Suppose you have taken a critical illness rider on your policy, and then the life insurance policy will pay you in case you have any critical illness that are a part of the rider. To take this rider, you need to pay additional premium over and above your life insurance policy.
Life Insurance Bonus
Whole life insurance plans, money back, and endowment plans gives the insured a cut of their profits, in addition to the sum assured. These plans are thus called participatory or ‘with profit’ plans. In insurance parlance, the profits are termed bonuses. Bonuses are accrued to your account and are typically paid to the insured at the end of the policy term.
How does an insurer make a profit? Insurers are allowed to invest a portion of the premium collected for the above-mentioned plans. These investments are heavily regulated by the norms laid down by the insurance Regulatory & Development Authority of India (IRDA). Typically, a major portion of the corpus is invested in government-secured debt instruments, with an infinitesimal percentage invested in equity.
Therefore, bonuses given on such life insurance plans represent the returns on investing in those products. Bonus is calculated on the sum assured and is expressed in rupees per thousand.
The insured can avail of the sum assured plus bonus accrued throughout the term of the policy on maturity. If the insured is to die within the term of the policy, his/her nominee receives the sum assured plus bonus accrued till the time of death.
Life Insurance Charges
There are some charges besides the premium, that you pay for life insurance plans. These include commission paid to the insurance agent, administration charges towards your policy, mortality charges, etc.

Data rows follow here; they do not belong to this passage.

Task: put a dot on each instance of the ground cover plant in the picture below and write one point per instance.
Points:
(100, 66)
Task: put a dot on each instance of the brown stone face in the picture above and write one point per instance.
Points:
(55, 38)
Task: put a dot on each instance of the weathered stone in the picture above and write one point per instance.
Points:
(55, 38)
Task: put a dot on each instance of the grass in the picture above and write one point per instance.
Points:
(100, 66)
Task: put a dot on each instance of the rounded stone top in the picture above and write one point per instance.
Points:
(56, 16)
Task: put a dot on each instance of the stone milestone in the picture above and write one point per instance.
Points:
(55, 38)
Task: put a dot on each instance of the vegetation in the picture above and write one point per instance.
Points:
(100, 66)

There is a whole bunch of charges in ULIPs – Premium allocation charge, fund management charge, surrender charges, policy administration charges, mortality charges, fund switching charges, switching charges, partial withdrawal charges, revival charges, and miscellaneous charges.
All these charges are mentioned up front in the policy details. It may affect the performance of your plan.
Life Insurance Exclusions
When your insurance advisor/agent recommends a certain insurance product for you, nine times out of ten, he/she is going to extol the virtues of the product what covers the product offers, the advantages of the buying the product, and so on.

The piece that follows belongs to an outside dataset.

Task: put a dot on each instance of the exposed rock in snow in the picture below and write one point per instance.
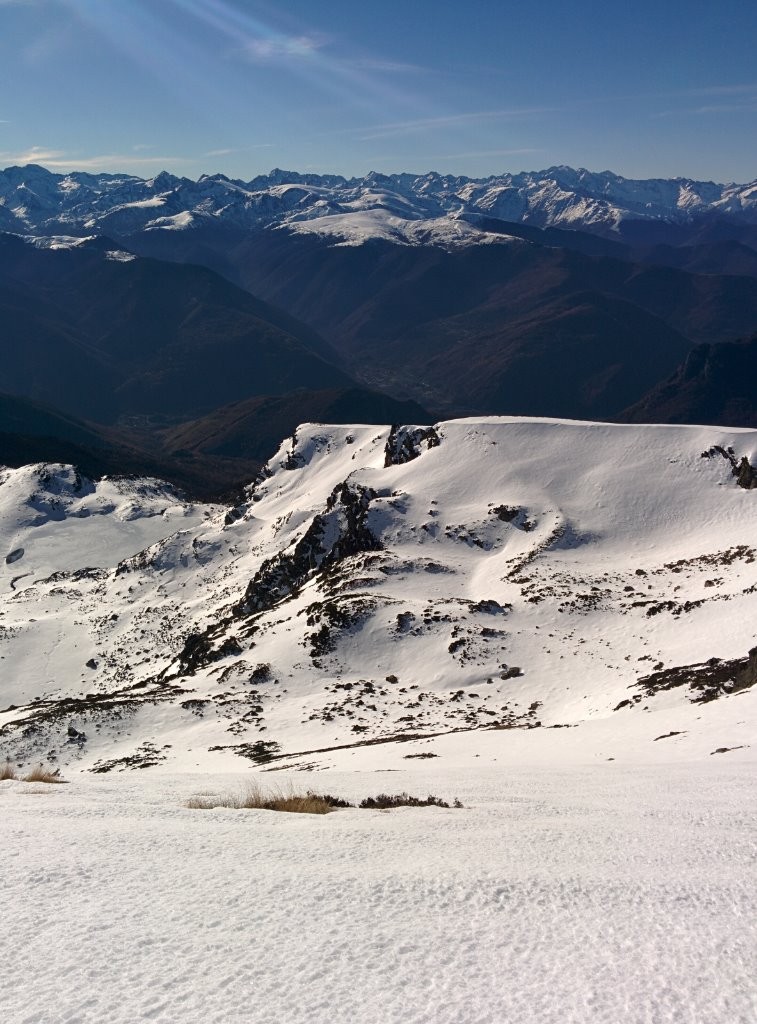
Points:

That is only half the story told, actually.
What YOU need to find and equip yourself with are the exclusions in the life insurance policy. This is probably the most critical assessment of the policy’s suitability where you are concerned.
Make sure that you go through the exclusions mentioned in the riders as well. They could well be different from the ones mentioned in your basic insurance plan.
Life Insurance Claims
You have done the right thing by you and your family by buying that life insurance policy, covering yourself adequately. Now, how about an actual claim? How would you go about that?

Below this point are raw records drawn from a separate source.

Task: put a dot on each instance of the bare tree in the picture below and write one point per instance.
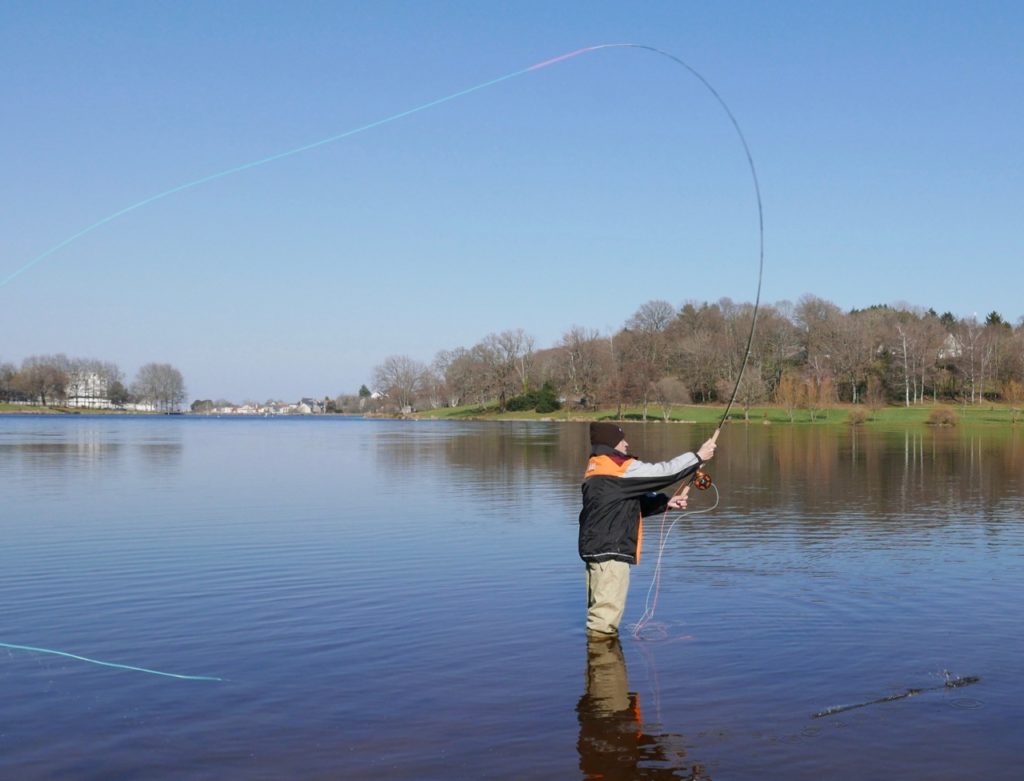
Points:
(587, 361)
(507, 356)
(669, 391)
(160, 385)
(43, 378)
(647, 348)
(401, 379)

The process claim is straightforward and simple. There are instances when claims can be rejected, for instance, on proving misrepresented facts on the insured’s part.
Life Insurance Tax
Life insurance, as a product, is a wonderful tax-saving tool. You are allowed to write off the premiums you pay towards your life insurance when calculating taxable income. This exemption is defined in Section 80 (C) of the Income Tax Act.
In fact, life insurance follows the Triple E or Exempt-Exempt-Exempt principle when it comes to tax matters. This is to say, your insurance premiums are tax-exempt, the profits you earn on the policy are tax-exempt, and the sum assured paid out is also tax-exempt.
The Triple E status of life insurance policies is afforded by Section 10 (10)(D) of the Income Tax Act.
Life Insurance Benefits
Life insurance can provide for two risks the risk of your dying early and the risk of your living too long.
It provides financial security to your family if you are not around anymore, depending on the type of life insurance policy you opt for. Different types have different premium levels and varying coverage.
Some insurance plans also provide income for you in your non-earning years i.e. after retirement. There are various life insurance plans that do this, such as endowment plans and pension plans.
Secure your family’s future and provide for your comfort after all these hard years.